Glenrothes Energy Network
What is GEN?
Glenrothes Energy Network delivers low carbon heat from RWE’s biomass combined heat and power (CHP) plant in Markinch, to a range of buildings in Glenrothes town centre. The heat is transported through a network of underground pipes.
This high-profile project has been backed by funding from the Scottish Government’s Low Carbon Infrastructure Transition Programme, which supports the development of low carbon infrastructure projects across Scotland.
The CHP plant in Markinch uses recovered waste wood and a small percentage of virgin wood, to produce power. The excess steam from this process is transferred into heat and distributed through a network of insulated pipes to homes and businesses.

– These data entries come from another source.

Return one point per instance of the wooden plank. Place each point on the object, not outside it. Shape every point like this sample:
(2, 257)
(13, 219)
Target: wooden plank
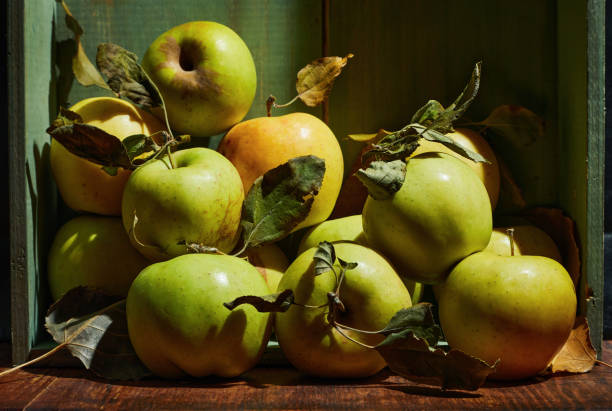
(596, 121)
(280, 43)
(285, 388)
(18, 244)
(407, 52)
(33, 197)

This makes effective use of a large quantity of community waste wood, creating a low carbon heating system in Glenrothes.
With the continued support of RWE who are project partners, Fife Council has welcomed the news that the Scottish Government has awarded £8.5 million from its Low Carbon Infrastructure Transition Programme (LCITP) to support the construction of the Glenrothes Energy Network.
This funding is part of the Government’s Scottish Energy Strategy - to deliver around 50% of the energy required for Scotland’s heat, transport and electricity needs from renewable sources by 2030.
Following the closure of the Tullis Russell paper mill, RWE has been working closely with Fife Council to identify new customers for the waste heat from the plant and Glenrothes town centre is a perfect candidate.
Reduce consumer energy bills
As the plant supplying heat is located close to the target customers, there will be reduced energy losses, so the project will be able to provide customers with reduced heat tariffs.
Reduce Fife's carbon footprint
The switch to locally produced heat increases the efficiency of the process compared to receiving it from a non-local entity, reducing any carbon emissions incurred by energy transportation.
Meet Scotland's Renewable energy targets
The project will contribute to the new Scottish Government target of reducing greenhouse gas emissions by 66% by 2032. It will also help place Glenrothes at the centre of Scotland’s drive to become a low carbon economy.